The notes have not been registered under the Securities Act of 1933, as amended (the "Securities Act"), or applicable state securities laws and may not be offered or sold in the United States absent registration or an applicable exemption from the registration requirements of the Securities Act and applicable state laws. Basic is offering the notes only to (1) qualified institutional buyers as defined in Rule 144A under the Securities Act and (2) outside the United States to non-U.S. persons in transactions pursuant to Regulation S under the Securities Act. This announcement shall not constitute an offer to sell or the solicitation of an offer to buy the notes.

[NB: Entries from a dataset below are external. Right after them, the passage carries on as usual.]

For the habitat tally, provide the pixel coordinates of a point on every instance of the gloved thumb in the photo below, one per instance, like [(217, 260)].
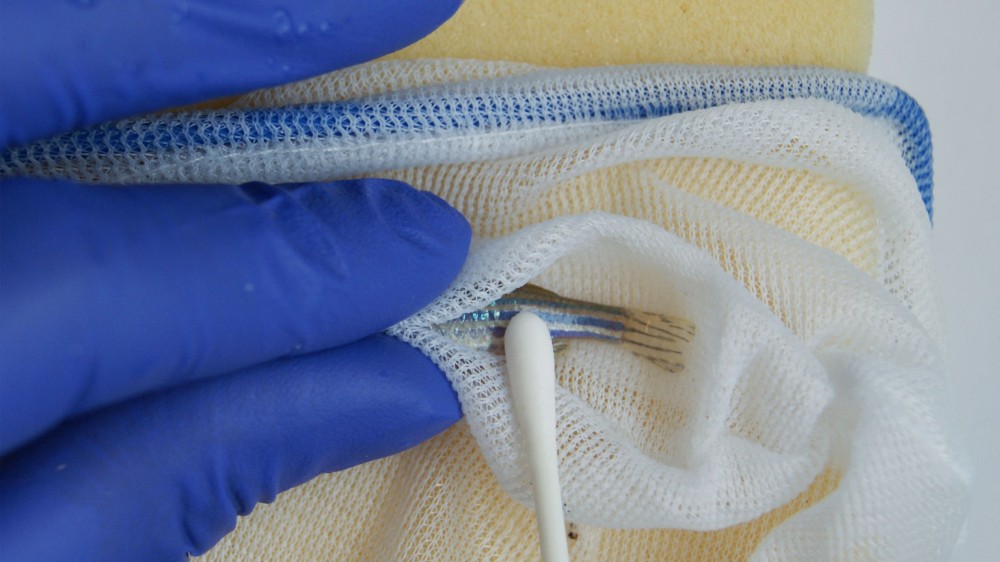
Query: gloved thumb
[(166, 474)]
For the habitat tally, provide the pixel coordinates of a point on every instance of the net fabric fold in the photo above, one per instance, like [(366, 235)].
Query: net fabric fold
[(783, 211)]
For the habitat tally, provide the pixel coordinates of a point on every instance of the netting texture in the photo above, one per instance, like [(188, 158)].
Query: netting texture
[(782, 211), (506, 109)]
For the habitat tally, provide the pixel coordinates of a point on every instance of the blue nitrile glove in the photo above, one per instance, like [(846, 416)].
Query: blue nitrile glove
[(172, 355)]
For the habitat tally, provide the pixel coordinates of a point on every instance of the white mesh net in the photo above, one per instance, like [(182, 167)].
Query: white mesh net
[(811, 420)]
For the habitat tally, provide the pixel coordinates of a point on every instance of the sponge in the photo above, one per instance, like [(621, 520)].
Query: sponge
[(829, 33)]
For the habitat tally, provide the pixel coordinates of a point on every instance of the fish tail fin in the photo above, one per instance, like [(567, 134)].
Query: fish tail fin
[(661, 339)]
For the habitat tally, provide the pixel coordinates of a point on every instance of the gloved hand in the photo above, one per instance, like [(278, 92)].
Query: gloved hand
[(172, 355)]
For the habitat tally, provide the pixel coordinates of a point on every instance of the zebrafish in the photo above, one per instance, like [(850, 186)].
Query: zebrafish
[(658, 338)]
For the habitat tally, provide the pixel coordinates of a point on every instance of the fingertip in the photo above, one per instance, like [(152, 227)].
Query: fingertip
[(168, 473)]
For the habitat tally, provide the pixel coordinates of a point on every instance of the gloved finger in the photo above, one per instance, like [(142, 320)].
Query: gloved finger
[(69, 64), (110, 292), (167, 474)]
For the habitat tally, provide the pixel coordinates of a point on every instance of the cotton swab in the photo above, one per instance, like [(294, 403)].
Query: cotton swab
[(531, 367)]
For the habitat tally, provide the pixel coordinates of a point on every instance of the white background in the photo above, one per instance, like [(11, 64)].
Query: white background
[(946, 54)]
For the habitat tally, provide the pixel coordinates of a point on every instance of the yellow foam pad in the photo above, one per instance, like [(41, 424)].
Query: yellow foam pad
[(830, 33), (410, 509)]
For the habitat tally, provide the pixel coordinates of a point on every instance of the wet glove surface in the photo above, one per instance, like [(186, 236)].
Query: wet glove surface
[(172, 355)]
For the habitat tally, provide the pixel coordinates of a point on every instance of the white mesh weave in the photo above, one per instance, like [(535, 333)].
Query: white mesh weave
[(811, 421)]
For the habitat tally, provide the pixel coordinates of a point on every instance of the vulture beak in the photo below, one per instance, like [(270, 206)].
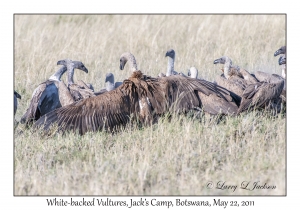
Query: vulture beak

This press release contains forward-looking statements. Forward-looking statements give our current expectations or forecasts of future events based on assumptions and estimations that management believes are reasonable given currently available information. Forward-looking statements in this press release relate to, among other things, the closing of the offering and the use of proceeds therefrom. Information on risks and uncertainties that could cause actual results to differ materially from those contemplated by the forward-looking statements is available in Basic's filings with the Securities and Exchange Commission.